Although Jonathan’s quest was to banish Dracula’s Castle, that vile vampire wasn’t an issue until late in the game. While the castle had arisen because of the agony and hatred within humanity during this period, another vampire took advantage of the castle’s powers for his own agenda and prevented Dracula from reviving. That vampire, Brauner, ultimately worked towards the same end goal of humanity’s destruction, but did so out of the hatred he felt for losing his daughters during the First World War. Brauner was able to harness the power of Dracula’s Castle through his paintings. With assistance from newfound friends and through the evolution of a subplot or two, Jonathan and Charlotte were successful in cleansing the castle of Brauner’s influence and ultimately dealing with Dracula and his ilk.
There were plenty of reasons to keep going once the story was finished too. Exploration and the mapping of Dracula’s Castle has been a core component of the series since Symphony of the Night, and this game doesn’t disappoint with its 1,000% MAP COMPLETION RATE! That number is perhaps artificially high because of the multitude of paintings, but there is a lot to explore nonetheless. Moreover, there were many collections to complete such as obtaining all items or filling out the bestiary and mastering each sub-weapon, powering them up in the process. These are customary features for the series but also available were sidequests from one of the duo’s associates. I believe this was a first for the series and I had completed maybe 15% at game’s end after passively trying, so there’s much to do on that front.
Two more sets of playable characters could also be unlocked and both changed gameplay dramatically. The environment remained the same with both but the equipment and magic customization was backpedaled completely and a story was basically nonexistent. One pair of characters was a throwback to the classic days of the series with a focus on sub-weapons and the legendary whip, Vampire Killer. This duo was overpowered and playing with them felt like I was in “God mode.” The other duo utilized the touch-screen exclusively. The touch-screen was integrated into the game elsewhere but I literally never used it. The execution with these two was actually very intriguing and their individual means of attacking required different touch-based actions. A Boss Rush mode was also available after completion as well as a co-operative mode (multi-card only).

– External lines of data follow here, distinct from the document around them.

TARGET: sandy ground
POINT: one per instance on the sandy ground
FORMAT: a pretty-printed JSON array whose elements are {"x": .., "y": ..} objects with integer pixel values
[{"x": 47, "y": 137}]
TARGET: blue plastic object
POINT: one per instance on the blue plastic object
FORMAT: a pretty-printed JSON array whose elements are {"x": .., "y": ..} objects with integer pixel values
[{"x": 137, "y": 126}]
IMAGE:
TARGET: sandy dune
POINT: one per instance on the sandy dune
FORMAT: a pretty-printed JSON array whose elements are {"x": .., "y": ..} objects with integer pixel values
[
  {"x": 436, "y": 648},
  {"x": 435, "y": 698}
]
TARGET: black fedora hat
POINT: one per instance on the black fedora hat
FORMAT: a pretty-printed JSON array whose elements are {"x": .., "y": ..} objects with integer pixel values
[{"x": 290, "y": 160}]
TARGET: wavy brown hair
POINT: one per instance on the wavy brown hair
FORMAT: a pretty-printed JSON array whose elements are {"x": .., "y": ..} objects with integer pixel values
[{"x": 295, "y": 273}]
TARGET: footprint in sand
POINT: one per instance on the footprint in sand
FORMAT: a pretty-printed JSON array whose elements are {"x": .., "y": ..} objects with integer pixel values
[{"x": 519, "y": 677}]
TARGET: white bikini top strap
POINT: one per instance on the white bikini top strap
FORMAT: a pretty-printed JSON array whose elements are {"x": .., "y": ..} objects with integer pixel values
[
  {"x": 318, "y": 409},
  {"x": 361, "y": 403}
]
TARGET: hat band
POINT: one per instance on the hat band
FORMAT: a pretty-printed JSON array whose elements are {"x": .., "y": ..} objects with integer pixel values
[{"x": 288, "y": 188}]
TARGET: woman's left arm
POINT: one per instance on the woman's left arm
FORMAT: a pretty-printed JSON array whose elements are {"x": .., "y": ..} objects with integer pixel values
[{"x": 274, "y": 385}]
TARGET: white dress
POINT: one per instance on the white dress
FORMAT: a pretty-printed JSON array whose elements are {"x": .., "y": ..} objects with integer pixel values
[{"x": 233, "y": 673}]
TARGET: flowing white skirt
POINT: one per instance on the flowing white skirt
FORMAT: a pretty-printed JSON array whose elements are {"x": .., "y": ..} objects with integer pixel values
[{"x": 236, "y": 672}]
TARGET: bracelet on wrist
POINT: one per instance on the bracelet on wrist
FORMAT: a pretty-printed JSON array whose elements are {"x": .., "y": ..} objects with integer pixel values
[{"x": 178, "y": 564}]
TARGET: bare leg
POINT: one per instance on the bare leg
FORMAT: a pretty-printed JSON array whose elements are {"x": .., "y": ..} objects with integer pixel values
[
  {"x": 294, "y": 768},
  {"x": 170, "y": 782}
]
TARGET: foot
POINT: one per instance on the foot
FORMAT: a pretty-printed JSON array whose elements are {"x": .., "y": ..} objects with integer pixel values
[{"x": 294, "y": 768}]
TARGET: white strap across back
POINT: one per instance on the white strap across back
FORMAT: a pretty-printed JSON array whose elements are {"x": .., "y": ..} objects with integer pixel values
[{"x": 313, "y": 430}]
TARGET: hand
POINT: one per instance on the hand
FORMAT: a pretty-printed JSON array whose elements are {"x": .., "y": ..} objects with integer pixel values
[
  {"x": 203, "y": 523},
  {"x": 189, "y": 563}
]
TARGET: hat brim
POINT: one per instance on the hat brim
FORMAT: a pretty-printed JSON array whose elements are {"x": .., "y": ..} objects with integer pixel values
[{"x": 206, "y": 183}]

Castlevania: Portrait of Ruin has all the staples I’ve come to expect from the series as well as a few differentiating features. The core of these, a focus on two characters, helped to freshen the formula but it was probably the variety of settings that kept me most entertained. Not to mention the accoutrement found in the various collections to complete, sidequests to beat, and unlockables to try out after the plot had wrapped up. The more modern backdrop and the twist on the classic premise were appreciated as well. I think this is probably the most complete Castlevania I’ve played of this style, but I don’t think it tops Aria of Sorrow for me. That was my first foray into the series and each one I’ve played since has been chasing that experience. They’ve all been outstanding, but like the saying goes, I’ll never forget my first, and I’ll forever be comparing successive entries to it.